When groups of ideas are labelled, these labels can (and usually do) take on a life of their own. They change, mutate and often become so completely divorced from their original context that they are almost meaningless.
These labels, though seemingly meaningless, retain a great deal of rhetorical power, but rhetorical power of the "bash over the head" type, not the Oxford Debating Society type.
Such it is with fascism.
Fascism, or to call someone a fascist, has basically mutated into a term for anything or anybody that you hate or disagree with. It is a term that has such power while at the same time being so wildly understood as to be contradictory at best and laughable at worst.

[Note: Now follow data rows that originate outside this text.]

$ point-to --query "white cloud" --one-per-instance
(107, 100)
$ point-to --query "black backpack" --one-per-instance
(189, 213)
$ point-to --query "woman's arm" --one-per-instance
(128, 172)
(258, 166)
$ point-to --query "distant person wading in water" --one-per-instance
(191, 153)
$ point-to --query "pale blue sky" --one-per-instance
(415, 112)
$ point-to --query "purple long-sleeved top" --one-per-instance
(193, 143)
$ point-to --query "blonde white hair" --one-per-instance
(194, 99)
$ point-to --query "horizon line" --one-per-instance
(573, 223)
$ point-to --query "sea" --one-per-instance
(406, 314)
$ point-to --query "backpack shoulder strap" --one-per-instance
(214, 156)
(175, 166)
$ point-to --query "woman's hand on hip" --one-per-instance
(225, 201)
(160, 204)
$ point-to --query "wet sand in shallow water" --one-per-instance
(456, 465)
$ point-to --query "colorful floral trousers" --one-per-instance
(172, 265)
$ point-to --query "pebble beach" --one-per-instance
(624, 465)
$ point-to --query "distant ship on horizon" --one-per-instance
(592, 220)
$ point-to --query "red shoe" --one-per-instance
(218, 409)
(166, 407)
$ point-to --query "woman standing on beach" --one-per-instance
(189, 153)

I have personal experience with this. In teaching the history of Modern Europe, I lectured on the rise of fascism in Europe in the 1920's and 1930's. One of my express missions in doing so was to let the students know that this term refers to a specific group of political, economic and social policies that emerged from a specific place at a specific time.

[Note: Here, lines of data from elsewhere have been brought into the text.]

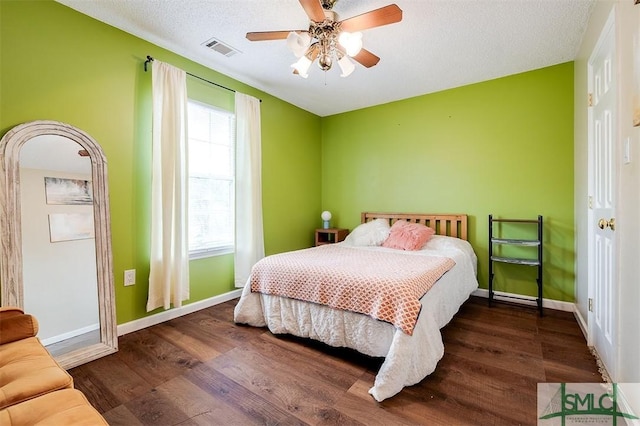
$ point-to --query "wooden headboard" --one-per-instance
(452, 225)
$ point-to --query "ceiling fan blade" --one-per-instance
(271, 35)
(314, 10)
(366, 58)
(375, 18)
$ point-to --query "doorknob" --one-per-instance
(603, 223)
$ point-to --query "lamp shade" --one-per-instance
(326, 217)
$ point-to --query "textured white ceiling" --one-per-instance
(439, 44)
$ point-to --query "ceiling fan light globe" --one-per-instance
(325, 62)
(298, 43)
(302, 66)
(352, 42)
(346, 66)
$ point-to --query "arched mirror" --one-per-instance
(55, 256)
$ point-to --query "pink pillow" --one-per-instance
(408, 236)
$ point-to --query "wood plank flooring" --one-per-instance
(202, 369)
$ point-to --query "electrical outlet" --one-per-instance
(130, 277)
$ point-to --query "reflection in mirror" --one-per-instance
(58, 244)
(42, 269)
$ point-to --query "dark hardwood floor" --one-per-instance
(202, 369)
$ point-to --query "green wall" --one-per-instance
(503, 146)
(57, 64)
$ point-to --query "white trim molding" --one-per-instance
(170, 314)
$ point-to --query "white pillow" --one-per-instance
(369, 234)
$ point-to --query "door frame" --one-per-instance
(610, 25)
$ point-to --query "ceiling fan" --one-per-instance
(329, 39)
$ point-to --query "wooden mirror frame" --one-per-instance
(11, 265)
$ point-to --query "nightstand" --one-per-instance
(330, 236)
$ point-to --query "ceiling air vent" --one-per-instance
(220, 47)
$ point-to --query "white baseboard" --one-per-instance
(70, 334)
(160, 317)
(526, 300)
(582, 323)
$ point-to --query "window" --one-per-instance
(211, 180)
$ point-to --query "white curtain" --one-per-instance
(249, 244)
(169, 276)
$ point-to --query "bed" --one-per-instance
(409, 355)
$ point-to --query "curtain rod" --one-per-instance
(150, 59)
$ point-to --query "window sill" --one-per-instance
(218, 251)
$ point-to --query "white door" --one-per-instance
(602, 172)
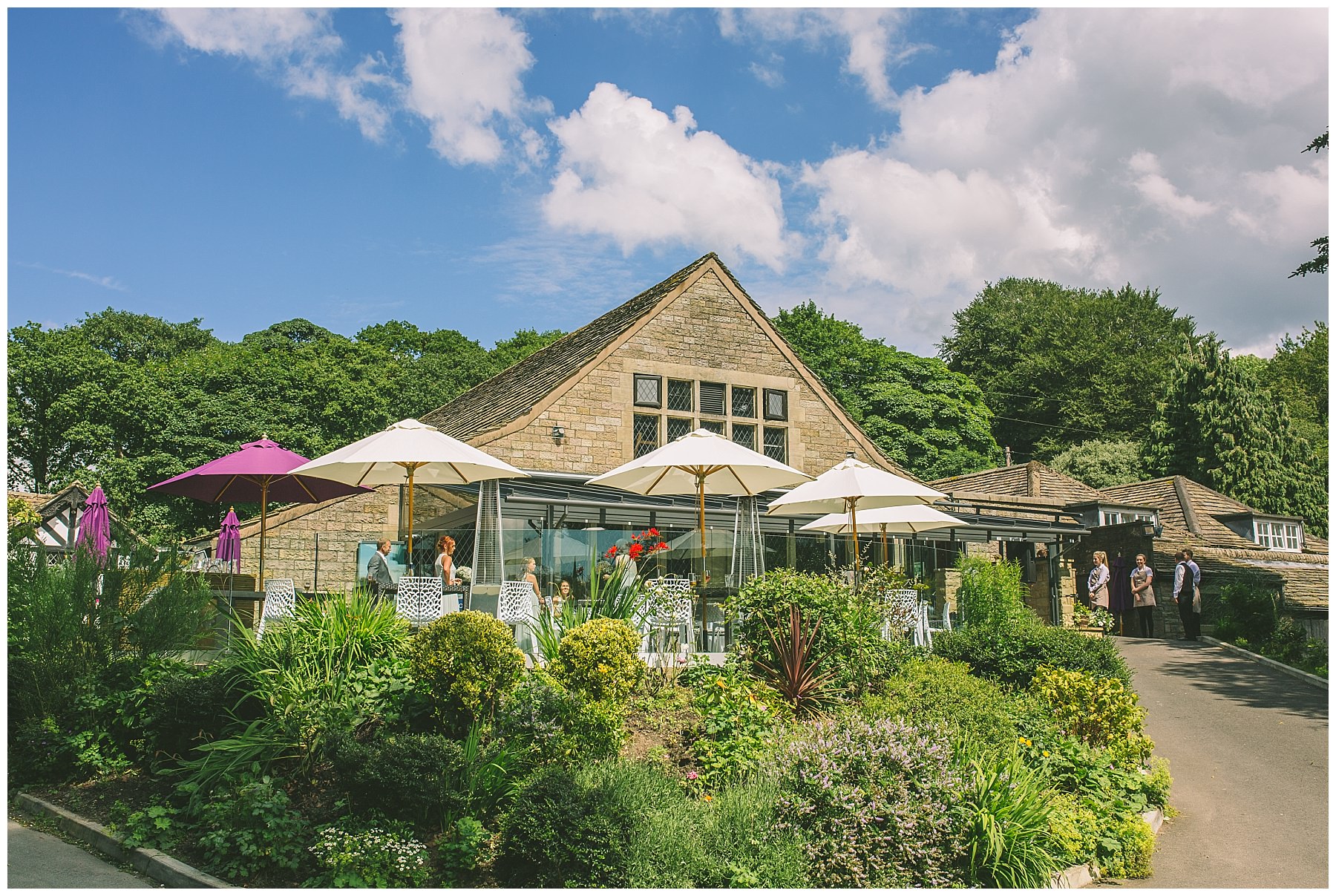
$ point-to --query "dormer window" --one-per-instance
(1275, 534)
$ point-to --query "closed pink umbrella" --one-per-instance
(94, 532)
(257, 471)
(230, 541)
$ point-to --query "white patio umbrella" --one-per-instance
(698, 464)
(908, 520)
(850, 485)
(407, 451)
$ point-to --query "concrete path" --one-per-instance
(1247, 748)
(42, 860)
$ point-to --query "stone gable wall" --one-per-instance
(704, 334)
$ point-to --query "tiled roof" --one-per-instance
(509, 396)
(1205, 504)
(1017, 481)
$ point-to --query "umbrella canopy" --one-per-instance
(850, 485)
(701, 462)
(95, 525)
(230, 540)
(257, 471)
(908, 520)
(407, 451)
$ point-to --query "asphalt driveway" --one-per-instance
(1248, 755)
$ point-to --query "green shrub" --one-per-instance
(465, 663)
(993, 595)
(741, 720)
(726, 842)
(1012, 655)
(399, 775)
(873, 804)
(1127, 849)
(1102, 712)
(250, 828)
(332, 667)
(1073, 829)
(600, 660)
(1247, 609)
(576, 827)
(1006, 815)
(559, 724)
(940, 693)
(848, 641)
(352, 854)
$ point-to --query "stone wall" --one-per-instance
(704, 334)
(342, 524)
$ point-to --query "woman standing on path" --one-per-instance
(1144, 596)
(1098, 581)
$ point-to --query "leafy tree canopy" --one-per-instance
(922, 416)
(1061, 364)
(1216, 425)
(1101, 464)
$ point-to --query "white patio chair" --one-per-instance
(517, 605)
(671, 608)
(420, 600)
(280, 604)
(903, 615)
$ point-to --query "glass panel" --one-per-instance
(648, 390)
(744, 401)
(681, 396)
(644, 433)
(713, 398)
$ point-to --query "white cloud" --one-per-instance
(644, 178)
(295, 47)
(871, 36)
(464, 70)
(1145, 145)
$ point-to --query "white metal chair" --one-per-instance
(903, 615)
(420, 598)
(280, 603)
(517, 605)
(671, 608)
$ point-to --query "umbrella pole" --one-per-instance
(701, 491)
(412, 570)
(853, 520)
(263, 521)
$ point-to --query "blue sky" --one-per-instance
(494, 170)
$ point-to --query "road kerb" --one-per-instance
(1267, 661)
(158, 866)
(1078, 876)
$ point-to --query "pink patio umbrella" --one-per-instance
(230, 541)
(257, 471)
(95, 525)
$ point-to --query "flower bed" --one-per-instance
(347, 750)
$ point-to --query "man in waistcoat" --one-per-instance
(1185, 595)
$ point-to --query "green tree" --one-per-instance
(922, 416)
(1297, 376)
(1060, 364)
(1319, 264)
(1217, 426)
(1101, 464)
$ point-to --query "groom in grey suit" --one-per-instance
(379, 570)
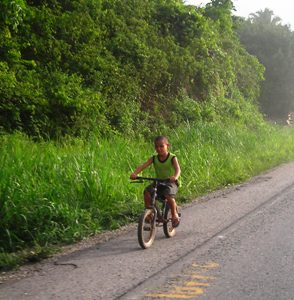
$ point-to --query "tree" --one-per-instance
(273, 44)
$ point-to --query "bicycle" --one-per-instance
(154, 216)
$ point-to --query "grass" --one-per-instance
(52, 194)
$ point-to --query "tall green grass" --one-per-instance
(52, 193)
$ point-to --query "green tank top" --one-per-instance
(164, 169)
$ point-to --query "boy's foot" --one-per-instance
(175, 222)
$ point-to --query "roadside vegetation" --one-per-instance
(86, 85)
(53, 194)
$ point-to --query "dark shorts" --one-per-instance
(168, 189)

I tried to impress upon them that fascism can be defined, but that these definitions are not, well, definite. To put it another way, it is hard to say which "fascist" regime in Europe was the archetype, the quintissential fascist polity and society.

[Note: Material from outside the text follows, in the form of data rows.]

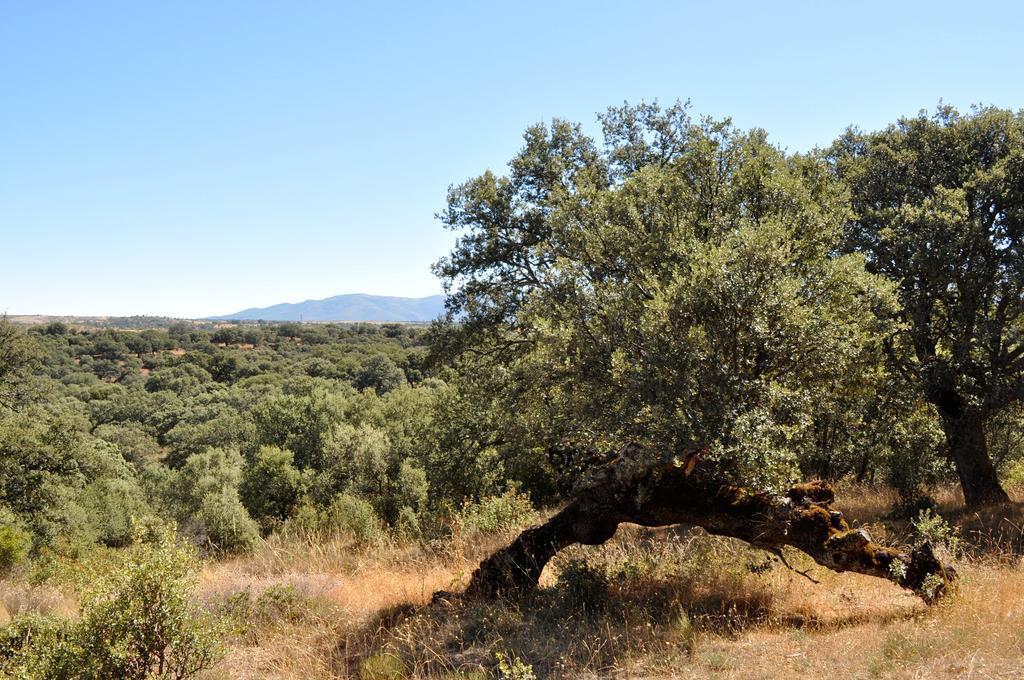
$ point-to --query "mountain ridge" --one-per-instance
(347, 307)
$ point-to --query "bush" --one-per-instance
(14, 546)
(271, 484)
(138, 621)
(585, 586)
(223, 522)
(351, 515)
(497, 514)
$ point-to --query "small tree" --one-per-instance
(939, 209)
(142, 621)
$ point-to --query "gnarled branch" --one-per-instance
(686, 490)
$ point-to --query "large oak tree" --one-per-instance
(939, 209)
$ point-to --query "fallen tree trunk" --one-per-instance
(685, 490)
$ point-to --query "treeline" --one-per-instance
(856, 312)
(229, 433)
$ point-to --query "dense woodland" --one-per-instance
(850, 314)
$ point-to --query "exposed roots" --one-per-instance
(684, 490)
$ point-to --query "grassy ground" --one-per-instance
(649, 603)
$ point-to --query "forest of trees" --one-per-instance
(677, 295)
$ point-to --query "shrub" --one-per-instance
(353, 516)
(497, 513)
(226, 525)
(585, 586)
(14, 546)
(139, 621)
(271, 484)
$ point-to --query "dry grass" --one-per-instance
(647, 604)
(667, 603)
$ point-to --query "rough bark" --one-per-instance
(685, 490)
(966, 437)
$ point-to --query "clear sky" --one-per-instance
(196, 158)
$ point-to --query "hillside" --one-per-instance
(353, 307)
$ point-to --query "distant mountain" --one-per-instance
(355, 307)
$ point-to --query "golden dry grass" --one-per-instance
(672, 603)
(666, 603)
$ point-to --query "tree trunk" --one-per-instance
(966, 437)
(645, 490)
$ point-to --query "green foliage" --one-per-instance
(679, 287)
(496, 514)
(204, 497)
(938, 210)
(353, 516)
(139, 620)
(14, 546)
(513, 668)
(584, 585)
(271, 486)
(381, 375)
(933, 527)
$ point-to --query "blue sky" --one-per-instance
(196, 158)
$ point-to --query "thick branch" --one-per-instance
(684, 490)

The Rise of Fascism in Europe
Flip through the slides of this presentation, done for my History 120 class. I think it will provide definitions of fascism, examples of fascist regimes and some conclusions. This presentation on the rise of the Nazis in Germany might also be of interest.
Final Thoughts
- "Fascist" as an epithet has, as terms often do, become completely divorced from its original meaning. It simply means, "someone I don't agree with" now.
- There were several other regimes, like Franco's in Spain, that had the trappings of fascism, and were certainly authoritarian, but were not really fascist. Particularly notable here are Estado Novo in Portugal, the Fourth of August regime in Greece and the Iron Guard in Romania.
- What was the closest regime to a "purely" fascist one? I would say Mussolini's Italy. Feel free to debate me on this one.